Aston Villa may have a new manager in Martin O'Neill but their financial performance last season should set alarm bells ringing, as John Revill reports
It was not a season to be proud of on or off the pitch.
Finishing 16th was not what Villa fans expected. Plunging attendances and minus signs on the balance sheets was not what directors expected.
According to Ian Gould, a partner at the Birmingham office of accountancy firm PKF, Villa are paying the penalty for gambling on the prospect of a successful season.
Not only did they lose that particular bet but the losses are unsustainable in the medium to long term and a major cause for concern if the trend isn't reversed.
"Playing performance can affect the financial performance. The bottom line of the club is directly related to how the team performs; Villa are a perfect example of this," said Mr Gould.
"The wage figure is also a major cause for concern. It is certainly a very high figure for any sort of business.
"But perhaps more worrying is the reduction in attendance. The largest amount of money coming into clubs still comes from their gate receipts."
Falling attendances could also have damaging effects on non-gate receipts such as sponsorship deals. "The downturn would not be sustainable if it continued for two to three more years.
"I wouldn't say that Villa are badly run, although they have acquired a massive debt, and losses like that are not sustainable by any kind of business.
"Football is like a gamble these days; they gambled last season on players and lost.
"Now they must either gamble again and invest in more players to get out of it, chase their losses as it were, or scale back and not gamble at all.

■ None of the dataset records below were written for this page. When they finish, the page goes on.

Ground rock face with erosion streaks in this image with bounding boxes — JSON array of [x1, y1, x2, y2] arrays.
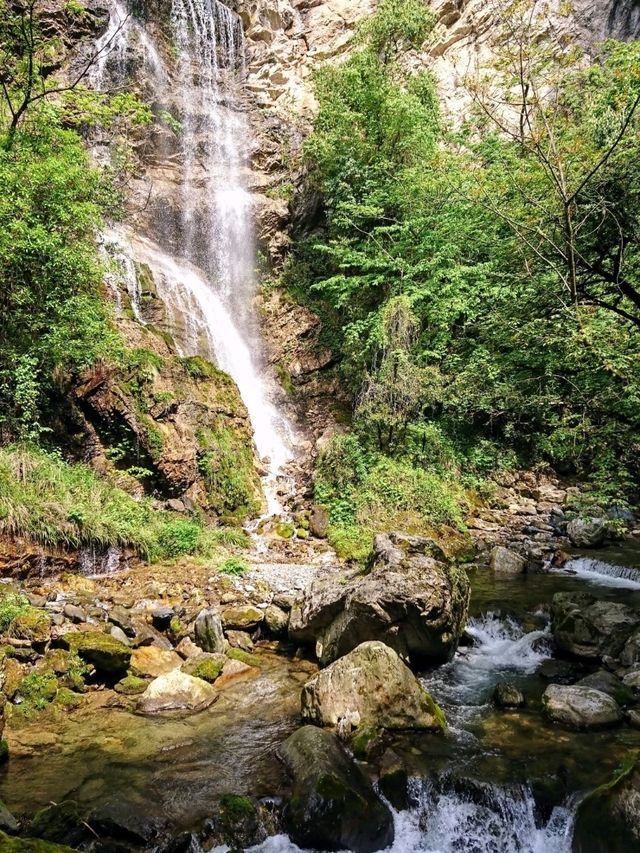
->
[[302, 641, 445, 733], [289, 533, 469, 665], [279, 726, 393, 853]]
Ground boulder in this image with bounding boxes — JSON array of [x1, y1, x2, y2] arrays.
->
[[489, 545, 527, 575], [551, 592, 640, 660], [181, 652, 227, 684], [493, 681, 524, 708], [279, 726, 394, 853], [131, 646, 182, 678], [289, 533, 469, 665], [567, 518, 609, 548], [578, 669, 633, 705], [59, 631, 131, 677], [572, 760, 640, 853], [193, 608, 224, 654], [302, 640, 446, 734], [222, 604, 264, 631], [264, 604, 289, 637], [309, 506, 329, 539], [136, 669, 217, 714], [542, 684, 622, 729]]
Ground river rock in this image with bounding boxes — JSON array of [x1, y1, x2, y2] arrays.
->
[[578, 669, 633, 705], [302, 641, 445, 734], [551, 592, 640, 660], [131, 646, 182, 678], [289, 533, 469, 664], [542, 684, 622, 729], [489, 545, 526, 575], [193, 608, 224, 654], [493, 681, 524, 708], [279, 726, 394, 853], [222, 604, 264, 631], [264, 604, 289, 637], [59, 631, 131, 677], [571, 760, 640, 853], [567, 518, 608, 548], [136, 669, 217, 714]]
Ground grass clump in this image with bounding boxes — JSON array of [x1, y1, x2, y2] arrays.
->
[[218, 557, 249, 577], [0, 445, 213, 560]]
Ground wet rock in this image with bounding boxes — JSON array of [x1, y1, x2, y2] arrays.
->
[[176, 637, 203, 660], [542, 684, 622, 729], [279, 726, 394, 853], [193, 608, 224, 654], [62, 604, 87, 624], [551, 592, 640, 660], [309, 506, 329, 539], [289, 533, 469, 664], [493, 681, 524, 708], [59, 631, 131, 676], [222, 604, 264, 631], [130, 646, 182, 678], [567, 518, 608, 548], [136, 669, 217, 714], [264, 604, 289, 637], [620, 631, 640, 666], [302, 641, 446, 734], [489, 545, 526, 575], [7, 610, 51, 645], [227, 631, 253, 652], [578, 669, 633, 705], [182, 652, 227, 684], [572, 760, 640, 853], [113, 675, 149, 696], [151, 607, 175, 631], [0, 801, 20, 832]]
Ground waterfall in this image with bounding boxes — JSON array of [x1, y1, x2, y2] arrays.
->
[[94, 0, 294, 514], [560, 557, 640, 589]]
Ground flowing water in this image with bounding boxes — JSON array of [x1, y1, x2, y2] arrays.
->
[[94, 0, 295, 514]]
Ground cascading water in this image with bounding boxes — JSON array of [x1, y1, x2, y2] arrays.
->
[[95, 0, 294, 515], [560, 557, 640, 589]]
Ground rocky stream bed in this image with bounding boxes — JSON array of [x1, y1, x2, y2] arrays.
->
[[0, 492, 640, 853]]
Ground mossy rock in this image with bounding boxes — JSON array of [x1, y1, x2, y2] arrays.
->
[[181, 652, 227, 684], [0, 832, 74, 853], [227, 649, 262, 667], [113, 675, 149, 696], [7, 608, 51, 643], [276, 521, 296, 539], [61, 631, 131, 677]]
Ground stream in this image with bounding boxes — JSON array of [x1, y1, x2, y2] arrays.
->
[[0, 554, 640, 853]]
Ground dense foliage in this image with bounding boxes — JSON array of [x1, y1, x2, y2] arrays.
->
[[284, 0, 640, 544]]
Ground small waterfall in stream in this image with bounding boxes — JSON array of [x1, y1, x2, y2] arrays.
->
[[94, 0, 294, 515]]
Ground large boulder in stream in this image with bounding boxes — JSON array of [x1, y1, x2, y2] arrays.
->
[[551, 592, 640, 660], [289, 533, 470, 664], [302, 641, 446, 734], [542, 684, 622, 729], [136, 669, 218, 714], [279, 726, 394, 853], [571, 759, 640, 853]]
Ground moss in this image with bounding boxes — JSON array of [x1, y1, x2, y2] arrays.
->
[[53, 687, 83, 711], [0, 592, 31, 634], [276, 521, 296, 539], [220, 794, 256, 824], [179, 355, 222, 379], [227, 649, 261, 666], [0, 832, 73, 853]]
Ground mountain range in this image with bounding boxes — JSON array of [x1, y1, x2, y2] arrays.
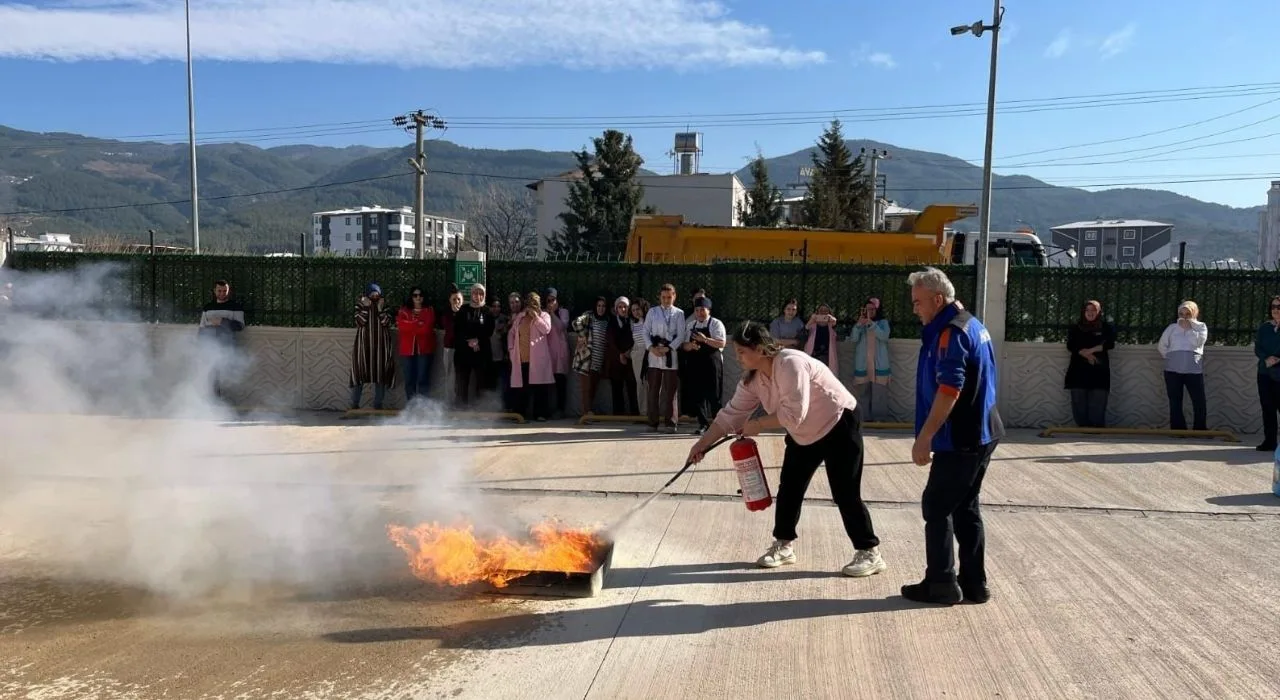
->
[[0, 127, 1262, 260]]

"You cannot stand still. A performance like this is not sustainable in the longer or medium term unless you have someone like Roman Abramovich around."
Jonathan Fear, chairman of Aston Villa Shareholders' Association, said the figures were no great surprise and rejected claims that it was a blip mirroring the team's lacklustre form in the Premiership.
"Quite often Mr Ellis would say we've not got a penny of debt, at least we are not Leeds, but the accounts show the real story," he said.
"He has been chairman for long enough to sort it out and Villa should be growing now instead of facing these problems.
"How many years and how many 'blips' are we going to have?"
Mr Fear said the mismanagement extended beyond the managerial appointment, but also the structure of the squad and marketing.
"The club needs new ideas and new marketing to bring fans back into the fold. They are the lifeblood.
"Martin O'Neill is the first part of the jigsaw, but he cannot do it on his own."
He added: "The whole thing is very hard to fathom, but there is no leadership and the club has lurched from one mistake to the next.
"I am extremely worried about the future. We have got one of the smallest squads in the Premiership, but the wage bill has increased and the team is not performing.
"The only hope we have is if one of the bidders comes in with a good offer and Ellis sells.
"We are in such a financial mess. In the past we used to be compared to Arsenal, but now we are not even in the same league as them, and have let Bolton and Charlton catch up with us and in some ways overtake us.
"The current board is not capable of sorting out the problems, and Ellis should have stood aside a fair while ago. We pray the takeover comes true and a new and dynamic board can manage the club."
Steve Kind, a non-executive director at Villa, was more positive.
"The club is not badly run," he said, "this was just a blip. The response to our new manager has been very positive and the air of apathy has lifted from the club. I expect him to turn it around."